In den darauffolgenden Stunden hat die betreute Person Zeit, sich mitzuteilen. In möglichst ruhiger Atmosphäre wird ihr dabei geholfen, das soeben schmerzhaft Erlebte chronologisch zu ordnen. Ihr wird zugehört. Erste Grundbedürfnisse versuchen die «Caregiver» nach Möglichkeit zu erfüllen und führen erste administrative und organisatorische Aufgaben aus. Die psychische Verfassung entscheidet in der Folge, ob und wann zusätzlich eine in Notfallpsychologie geschulte Fachperson beigezogen werden muss.
In unserem Fall bleibt Frau M. stabil und beruhigt sich in den kommenden Stunden zusehends. Im Laufe des Gespräches informiert sie der Helfer über Reaktionen, die so ein einschneidendes Erlebnis im Menschen wecken kann und zeigt auf, welche Hilfeleistungen das Gesundheitswesen anbieten kann. Ziel ist es, dass die Betroffenen Bewältigungsstrategien im Rahmen der eigenen Möglichkeiten entwickeln und ihr soziales Netzwerk aktivieren können.
Nach drei Stunden möchte Frau M. ihren Ehemann anrufen, damit er sie abholen und nach Hause bringen kann. Herr M. kommt bald darauf und nimmt seine Frau mit. Für den «Caregiver», der seinen Schützling nun in guten Händen weiss, ist der Einsatz damit beendet. Abschliessend folgt für ihn noch das «Debriefing» mit der Einsatzleitung. Falls eine Nachbetreuung nötig ist, erfolgt diese dann unabhängig vom Care-Einsatz durch Ärzte und weitere Fachspezialisten.

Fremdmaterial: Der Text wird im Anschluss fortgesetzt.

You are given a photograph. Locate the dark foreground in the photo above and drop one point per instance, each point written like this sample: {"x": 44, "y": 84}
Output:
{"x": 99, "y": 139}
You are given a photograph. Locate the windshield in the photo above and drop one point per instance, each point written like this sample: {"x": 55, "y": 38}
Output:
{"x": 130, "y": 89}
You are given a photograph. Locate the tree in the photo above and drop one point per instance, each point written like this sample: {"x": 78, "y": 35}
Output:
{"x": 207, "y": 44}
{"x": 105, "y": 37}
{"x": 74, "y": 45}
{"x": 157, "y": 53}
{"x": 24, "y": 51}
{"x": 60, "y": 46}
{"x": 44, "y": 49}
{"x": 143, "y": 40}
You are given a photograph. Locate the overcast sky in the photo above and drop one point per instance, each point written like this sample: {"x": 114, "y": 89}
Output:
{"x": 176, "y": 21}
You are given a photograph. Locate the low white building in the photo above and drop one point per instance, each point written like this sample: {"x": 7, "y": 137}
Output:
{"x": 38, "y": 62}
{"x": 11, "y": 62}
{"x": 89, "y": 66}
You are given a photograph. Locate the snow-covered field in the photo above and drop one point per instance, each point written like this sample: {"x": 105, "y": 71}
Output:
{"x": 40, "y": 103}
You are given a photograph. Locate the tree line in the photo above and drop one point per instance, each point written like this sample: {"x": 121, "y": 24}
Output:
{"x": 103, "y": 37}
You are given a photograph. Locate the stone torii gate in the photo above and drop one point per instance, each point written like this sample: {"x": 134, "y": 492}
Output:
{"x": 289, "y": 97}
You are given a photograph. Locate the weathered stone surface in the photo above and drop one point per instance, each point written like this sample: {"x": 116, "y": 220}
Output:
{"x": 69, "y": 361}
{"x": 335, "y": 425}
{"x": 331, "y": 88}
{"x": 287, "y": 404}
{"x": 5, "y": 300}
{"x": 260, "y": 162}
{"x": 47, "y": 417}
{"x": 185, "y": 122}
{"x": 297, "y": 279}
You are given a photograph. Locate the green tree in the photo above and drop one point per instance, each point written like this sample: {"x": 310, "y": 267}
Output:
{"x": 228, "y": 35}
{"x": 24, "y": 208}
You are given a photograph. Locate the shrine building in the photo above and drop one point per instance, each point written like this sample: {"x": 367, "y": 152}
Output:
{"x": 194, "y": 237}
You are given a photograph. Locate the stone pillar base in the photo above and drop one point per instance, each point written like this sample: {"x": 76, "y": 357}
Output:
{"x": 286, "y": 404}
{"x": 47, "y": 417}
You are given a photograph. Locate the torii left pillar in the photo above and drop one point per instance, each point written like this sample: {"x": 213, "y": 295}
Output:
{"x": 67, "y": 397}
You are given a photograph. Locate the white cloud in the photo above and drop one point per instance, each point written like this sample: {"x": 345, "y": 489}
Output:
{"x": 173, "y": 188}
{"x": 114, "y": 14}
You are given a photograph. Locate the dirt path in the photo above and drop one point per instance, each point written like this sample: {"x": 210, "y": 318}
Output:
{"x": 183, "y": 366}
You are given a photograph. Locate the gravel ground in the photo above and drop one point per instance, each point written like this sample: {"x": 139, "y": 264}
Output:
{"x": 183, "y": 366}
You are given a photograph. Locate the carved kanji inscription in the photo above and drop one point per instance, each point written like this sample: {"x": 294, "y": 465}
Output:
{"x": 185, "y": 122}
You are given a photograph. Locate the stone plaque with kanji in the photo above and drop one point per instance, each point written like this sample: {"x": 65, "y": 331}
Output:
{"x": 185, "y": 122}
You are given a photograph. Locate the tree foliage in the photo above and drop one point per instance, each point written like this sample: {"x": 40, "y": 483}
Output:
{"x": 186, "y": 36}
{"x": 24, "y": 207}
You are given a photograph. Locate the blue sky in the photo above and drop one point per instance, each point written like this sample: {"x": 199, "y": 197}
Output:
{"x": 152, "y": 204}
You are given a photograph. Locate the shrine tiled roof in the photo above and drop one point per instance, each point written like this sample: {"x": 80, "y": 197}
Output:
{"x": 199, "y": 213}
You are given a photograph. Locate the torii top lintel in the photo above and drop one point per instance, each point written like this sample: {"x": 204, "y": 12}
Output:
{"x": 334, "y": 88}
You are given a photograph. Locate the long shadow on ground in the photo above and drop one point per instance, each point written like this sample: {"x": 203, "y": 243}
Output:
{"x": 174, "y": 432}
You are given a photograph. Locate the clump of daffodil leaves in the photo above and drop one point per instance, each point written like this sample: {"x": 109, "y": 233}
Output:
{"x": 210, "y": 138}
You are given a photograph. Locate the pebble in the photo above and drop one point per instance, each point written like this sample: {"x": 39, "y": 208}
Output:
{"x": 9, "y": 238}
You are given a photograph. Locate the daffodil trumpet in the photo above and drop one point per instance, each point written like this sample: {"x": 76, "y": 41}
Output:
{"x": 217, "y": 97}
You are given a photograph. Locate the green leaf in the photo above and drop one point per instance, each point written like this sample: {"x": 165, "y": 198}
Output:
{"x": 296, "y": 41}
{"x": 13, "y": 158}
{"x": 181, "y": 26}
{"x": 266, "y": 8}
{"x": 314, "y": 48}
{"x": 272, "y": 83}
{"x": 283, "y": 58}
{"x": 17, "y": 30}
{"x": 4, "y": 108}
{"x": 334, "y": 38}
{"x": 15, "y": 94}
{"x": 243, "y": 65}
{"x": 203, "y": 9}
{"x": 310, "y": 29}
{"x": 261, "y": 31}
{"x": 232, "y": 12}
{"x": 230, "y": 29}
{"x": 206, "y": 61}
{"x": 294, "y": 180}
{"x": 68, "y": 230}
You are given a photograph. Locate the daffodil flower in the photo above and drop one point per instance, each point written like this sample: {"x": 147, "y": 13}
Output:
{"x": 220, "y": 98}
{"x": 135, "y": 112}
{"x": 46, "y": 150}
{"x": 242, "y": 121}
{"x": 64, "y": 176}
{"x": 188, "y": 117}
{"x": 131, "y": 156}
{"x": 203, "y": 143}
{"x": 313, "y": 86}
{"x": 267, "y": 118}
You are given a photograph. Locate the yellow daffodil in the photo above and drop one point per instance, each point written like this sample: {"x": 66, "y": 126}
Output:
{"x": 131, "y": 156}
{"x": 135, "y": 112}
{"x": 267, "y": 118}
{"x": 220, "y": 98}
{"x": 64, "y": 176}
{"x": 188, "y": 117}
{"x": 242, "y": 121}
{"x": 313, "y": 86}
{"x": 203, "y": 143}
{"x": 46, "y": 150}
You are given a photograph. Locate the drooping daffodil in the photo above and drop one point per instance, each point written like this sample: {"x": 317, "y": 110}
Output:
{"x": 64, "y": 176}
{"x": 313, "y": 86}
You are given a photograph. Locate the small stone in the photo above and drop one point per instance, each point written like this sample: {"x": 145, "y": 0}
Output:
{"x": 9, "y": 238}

Weshalb sind diese Dienstleistungen so wichtig? Die Intervention soll das Risiko von Spätfolgen eines traumatisierenden Ereignisses verhindern oder immerhin vermindern. Dem Betroffenen wird geholfen, mögliche emotionale Reaktionen nach einem derart belastenden Ereignis, wie Angst, Trauer, Enttäuschung, Schuldgefühle, Scham, Wut sowie körperliche Reaktionen, als normal zu akzeptieren.
Es liegt in der Natur der Sache, dass die Helfer bei der Notfallbetreuung mit Menschen in Extremsituationen konfrontiert werden und ihre eigenen Grenzen der Belastbarkeit kennen müssen.
Die Betreuung wird allen angeboten, die von einer Krise oder Katastrophe direkt oder indirekt betroffen sind – seien es Opfer, Angehörige, Beteiligte, Zeugen oder Täter. Diese Art der Nothilfe beschränkt sich auf die Akutphase und richtet sich nach den Bedürfnissen der jeweiligen Betroffenen, sowie nach der Art des Ereignisses.
Ausbildung der «Caregiver»
Im Kanton Baselland erfolgt die Ausbildung mehrstufig. Zum einen mit der Einführung in die psychologische Nothilfe und mit dem «Fachkurs Care Giver». Zum anderen durch regelmässige Weiterbildungen innerhalb des Kantons.
Andere Kantone – wie zum Beispiel Basel-Stadt – kaufen die Leistungen bei der Care-Organisation «Care-Link» ein und unterhalten kein eigenes Team. Baselland hingegen hat sich aufgrund der langjährigen und direkten Zusammenarbeit mit ihrem Care-Team ein Vertrauensverhältnis aufgebaut, das für die Ausführung dieser Tätigkeit unabdingbar ist. Ausserdem ist die Einflussnahme auf die permanente Aus- und Weiterbildung und die damit verbundene Qualitätssicherung gewährleistet.
Die Dienste sind für die Betroffenen unentgeltlich, die Mitglieder des Baselbieter Care-Teams sind nicht angestellt, die Ausbildungskosten trägt der Kanton.
Die Autorin ist Mitglied des Care-Teams Baselland.